Studenten in Belarus schließen sich Protesten gegen Lukaschenko an

Students march as they protest against presidential election results in Minsk, Belarus September 1, 2020. BelaPAN via REUTERS ATTENTION EDITORS - THIS IMAGE HAS BEEN SUPPLIED BY A THIRD PARTY. NO RESALES. NO ARCHIVES.

(Reuters) - In Belarus haben Hunderte Studenten den Start des neuen Studienjahres boykottiert.

Sie folgten dem Aufruf der ins Exil gegangenen Oppositionspolitikerin Swetlana Tichanowskaja, weiter Druck auf Präsident Alexander Lukaschenko auszuüben und dessen Rücktritt sowie Neuwahlen zu fordern. In der Hauptstadt Minsk schwenkten die Studenten am Dienstag Fahnen der Opposition und sammelten Unterschriften, wie ein Augenzeuge berichtete. Auf Videos in sozialen Netzwerken war zu sehen, dass einige von ihnen festgenommen wurden.

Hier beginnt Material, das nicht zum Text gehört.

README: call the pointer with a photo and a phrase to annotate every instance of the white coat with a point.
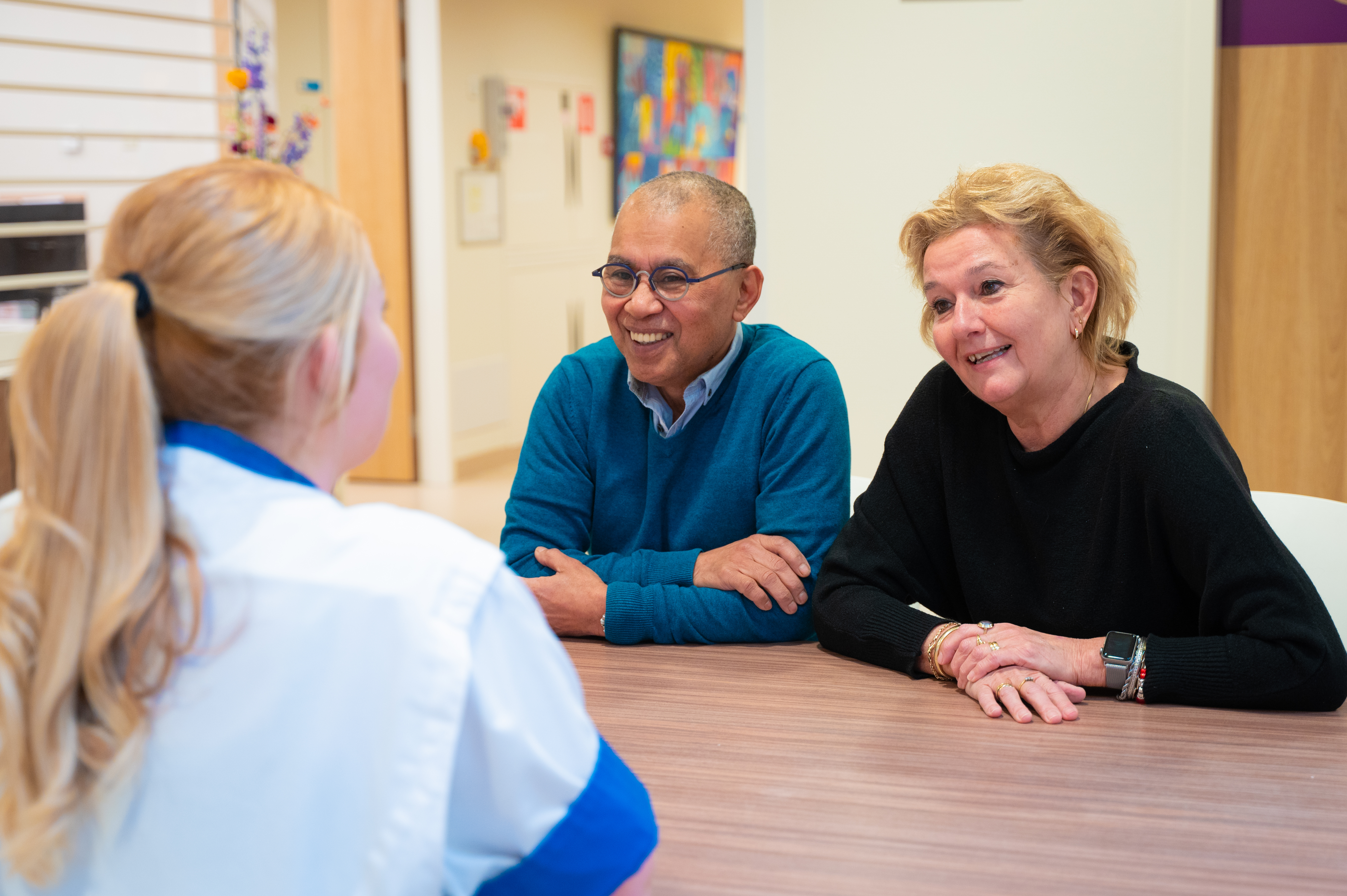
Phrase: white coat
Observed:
(376, 707)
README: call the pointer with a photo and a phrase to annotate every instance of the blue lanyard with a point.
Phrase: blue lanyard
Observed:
(231, 448)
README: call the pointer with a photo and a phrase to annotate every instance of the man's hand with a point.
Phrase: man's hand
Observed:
(574, 599)
(759, 568)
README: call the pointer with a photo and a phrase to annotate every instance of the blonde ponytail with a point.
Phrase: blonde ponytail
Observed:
(85, 597)
(99, 595)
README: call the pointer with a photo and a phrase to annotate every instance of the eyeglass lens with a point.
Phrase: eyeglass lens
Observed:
(669, 283)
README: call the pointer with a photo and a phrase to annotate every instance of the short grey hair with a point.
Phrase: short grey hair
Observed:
(733, 231)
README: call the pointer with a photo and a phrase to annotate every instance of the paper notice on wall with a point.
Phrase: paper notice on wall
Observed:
(518, 102)
(479, 207)
(585, 112)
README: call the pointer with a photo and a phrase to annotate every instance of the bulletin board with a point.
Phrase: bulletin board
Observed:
(677, 108)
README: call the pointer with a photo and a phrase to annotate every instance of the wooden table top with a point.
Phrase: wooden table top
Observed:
(783, 768)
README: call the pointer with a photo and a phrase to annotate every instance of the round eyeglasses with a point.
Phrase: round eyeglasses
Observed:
(669, 283)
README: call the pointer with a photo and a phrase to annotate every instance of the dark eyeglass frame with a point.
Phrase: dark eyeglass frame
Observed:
(650, 280)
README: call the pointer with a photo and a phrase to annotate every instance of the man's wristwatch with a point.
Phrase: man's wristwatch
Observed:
(1117, 651)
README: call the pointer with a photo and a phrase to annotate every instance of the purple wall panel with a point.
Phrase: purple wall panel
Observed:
(1260, 22)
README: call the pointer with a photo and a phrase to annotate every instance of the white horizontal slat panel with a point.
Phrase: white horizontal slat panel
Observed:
(106, 169)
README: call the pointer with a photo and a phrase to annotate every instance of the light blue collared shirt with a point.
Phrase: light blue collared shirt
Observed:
(694, 397)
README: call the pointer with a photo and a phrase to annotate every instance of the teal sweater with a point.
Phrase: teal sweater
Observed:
(768, 453)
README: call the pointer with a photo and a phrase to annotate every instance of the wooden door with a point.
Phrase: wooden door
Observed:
(370, 128)
(1280, 381)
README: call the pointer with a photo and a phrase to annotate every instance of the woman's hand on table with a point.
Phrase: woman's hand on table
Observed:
(1065, 659)
(1013, 686)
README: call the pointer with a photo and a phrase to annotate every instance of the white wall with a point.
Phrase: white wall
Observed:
(860, 112)
(104, 169)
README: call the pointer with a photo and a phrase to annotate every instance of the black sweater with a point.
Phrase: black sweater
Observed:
(1137, 519)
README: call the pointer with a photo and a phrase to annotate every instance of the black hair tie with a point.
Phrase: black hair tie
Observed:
(143, 305)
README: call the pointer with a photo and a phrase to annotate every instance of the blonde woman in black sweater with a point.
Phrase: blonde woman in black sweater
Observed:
(1074, 521)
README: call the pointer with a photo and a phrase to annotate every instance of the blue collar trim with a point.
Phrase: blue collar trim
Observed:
(231, 448)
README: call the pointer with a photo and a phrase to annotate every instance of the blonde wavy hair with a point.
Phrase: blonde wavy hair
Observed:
(99, 592)
(1056, 228)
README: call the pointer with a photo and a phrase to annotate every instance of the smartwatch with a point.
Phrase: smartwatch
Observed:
(1117, 651)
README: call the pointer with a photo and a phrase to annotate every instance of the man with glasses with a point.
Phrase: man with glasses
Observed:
(682, 480)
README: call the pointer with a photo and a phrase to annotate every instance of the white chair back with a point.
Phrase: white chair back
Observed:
(859, 484)
(1315, 533)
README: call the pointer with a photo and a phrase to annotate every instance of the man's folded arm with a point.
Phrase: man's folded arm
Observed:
(806, 483)
(552, 502)
(671, 615)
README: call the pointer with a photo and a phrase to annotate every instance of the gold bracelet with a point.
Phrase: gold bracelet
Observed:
(931, 647)
(934, 651)
(941, 645)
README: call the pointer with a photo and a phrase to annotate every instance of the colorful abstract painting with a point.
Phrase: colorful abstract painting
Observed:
(678, 110)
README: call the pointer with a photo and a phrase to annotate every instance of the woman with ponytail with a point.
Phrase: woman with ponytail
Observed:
(213, 677)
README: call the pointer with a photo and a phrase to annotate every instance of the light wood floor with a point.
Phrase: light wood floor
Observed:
(477, 505)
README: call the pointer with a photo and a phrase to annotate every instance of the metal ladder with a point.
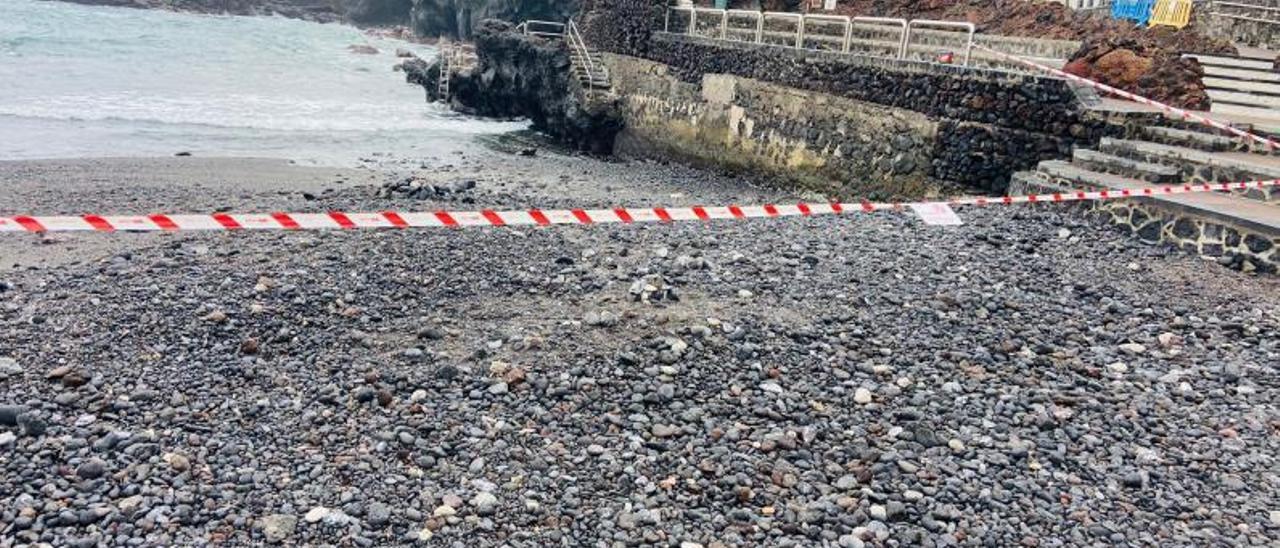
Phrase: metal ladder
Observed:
(443, 85)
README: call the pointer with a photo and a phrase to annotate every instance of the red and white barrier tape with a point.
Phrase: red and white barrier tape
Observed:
(492, 218)
(1168, 109)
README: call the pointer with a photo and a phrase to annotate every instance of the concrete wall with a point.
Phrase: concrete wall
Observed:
(809, 140)
(1248, 32)
(1226, 240)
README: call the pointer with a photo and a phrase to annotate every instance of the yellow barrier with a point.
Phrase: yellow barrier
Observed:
(1174, 13)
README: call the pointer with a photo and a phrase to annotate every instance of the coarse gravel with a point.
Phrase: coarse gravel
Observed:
(1031, 378)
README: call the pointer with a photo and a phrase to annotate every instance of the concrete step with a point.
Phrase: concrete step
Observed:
(1247, 74)
(1124, 167)
(1220, 208)
(1244, 110)
(1200, 167)
(1239, 97)
(1189, 138)
(1248, 86)
(1229, 62)
(1256, 53)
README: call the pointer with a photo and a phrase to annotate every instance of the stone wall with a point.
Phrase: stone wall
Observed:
(1223, 240)
(1239, 31)
(803, 138)
(992, 123)
(519, 76)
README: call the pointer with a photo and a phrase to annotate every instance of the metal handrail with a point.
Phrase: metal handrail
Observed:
(758, 16)
(849, 23)
(798, 17)
(525, 28)
(845, 35)
(575, 40)
(937, 23)
(901, 36)
(666, 19)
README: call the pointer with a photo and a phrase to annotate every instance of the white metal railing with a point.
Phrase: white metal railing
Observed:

Lukaschenko hält der amtlichen Nachrichtenagentur Belta zufolge die Proteste für beendet. “Der Präsident hat betont, dass der ereignisreiche Sommer beendet ist”, berichtete Belta von einem Besuch Lukaschenkos in einer Berufsschule im Südwesten des Landes. Es sei Zeit, Energie umzuleiten, zitierte die Agentur den Präsidenten.

Lukaschenko hatte sich bei der Präsidentenwahl vor gut drei Wochen zum klaren Sieger erklärt. Die Opposition um Tichanowskaja erkennt den Sieg nicht an und wirft Lukaschenko, der seit 1994 autoritär regiert, Wahlbetrug vor. Am Montag verhängten die baltischen Staaten Einreiseverbote gegen 30 belarussische Regierungsvertreter, darunter auch Lukaschenko. Litauen, Lettland und Estland kamen damit der Europäischen Union zuvor, die ebenfalls Sanktionen plant. Umstritten ist innerhalb der EU allerdings, ob auch Lukaschenko selbst mit Strafmaßnahmen belegt werden soll. Lukaschenko, der den Vorwurf der Wahlmanipulation zurückweist, hat mit Gegensanktionen gedroht.